Hay días que Eduardo se deja llevar por el entusiasmo, como hace un tiempo, cuando un compañero de la universidad le ofreció trabajo a una amiga suya que había venido a visitarlo. "¿Te das cuenta? Bajamos una escalera y encontramos a alguien que te ofrece trabajo. Tus dos máster sirven de algo". Entonces siente que allí tiene cosas que hacer y no son clases particulares a niños desganados, recién levantados con aliento a siesta y el bigotillo incipiente babeado. Aquí miran su título y le hacen caso.

Pero siente que nada es al 100% y cuando mira el libro de Rodolfo Walsh que su amigo Marcial le mandó por correo se da cuenta de que para escribir Operación Masacre no se necesitan carreras. "Seguro que Walsh no cobraba mucho cuando montó su agencia de noticias clandestinas durante la dictadura argentina. Ni Camus en la Resistencia francesa. Aunque tampoco hace falta ponerse prosaico para tener dudas: ¿Qué hay de los baños tranquilos en el Atlántico? ¿Y las charlas a calzón quitado, a punto de rozar la verdad y la luna con el bueno del Perico, que encima va a tener ahora un hijo? ¿Y la viejita? Aunque a veces estemos a palos y no nos entendamos, nada como pasarle la mano por encima cuando te invita a tomarte un chocolate caliente para hacer las paces".

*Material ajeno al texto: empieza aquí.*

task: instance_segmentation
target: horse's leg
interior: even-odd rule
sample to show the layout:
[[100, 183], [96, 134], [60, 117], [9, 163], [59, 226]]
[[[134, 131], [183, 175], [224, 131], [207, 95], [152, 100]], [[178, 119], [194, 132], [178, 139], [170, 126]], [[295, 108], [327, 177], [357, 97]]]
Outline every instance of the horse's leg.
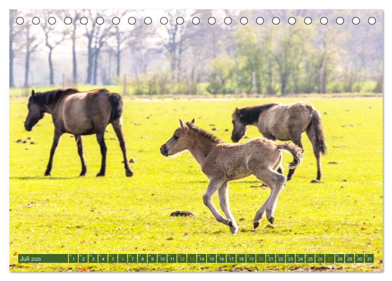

Estos días Eduardo tiene una nueva matraquilla en la cabeza y se acerca a la gente de la cafetería de la universidad para contar no sé qué de unos meses sabáticos. "En verano acabo de pagar el préstamo del coche y creo que tengo el derecho a tomarme unas vacaciones. Voy a viajar, que llevo diez años sin descansar, entre trabajos y doctorados. Necesito fluir". A la chica que atiende en la cafetería no le importa demasiado dónde se vaya Eduardo, aunque le caiga simpático. Pero sí le da algo de pena. "Parece como si alguien, en algún momento de su vida, lo hubiera estafado".

Eduardo a veces se llama Sofía y otras veces Pablo. Si corriera las tardes que hace bueno por la avenida que hay junto al río se llamaría Laura. Muy fácilmente podrían confundirlo con Carlos. Y cuando abre el skype para hablar con la familia, ya no sabe muy bien qué hace. Ni si lo que tiene delante son sus contactos. Pero le da igual y llama al primero de la lista, por si puede aclararle algo.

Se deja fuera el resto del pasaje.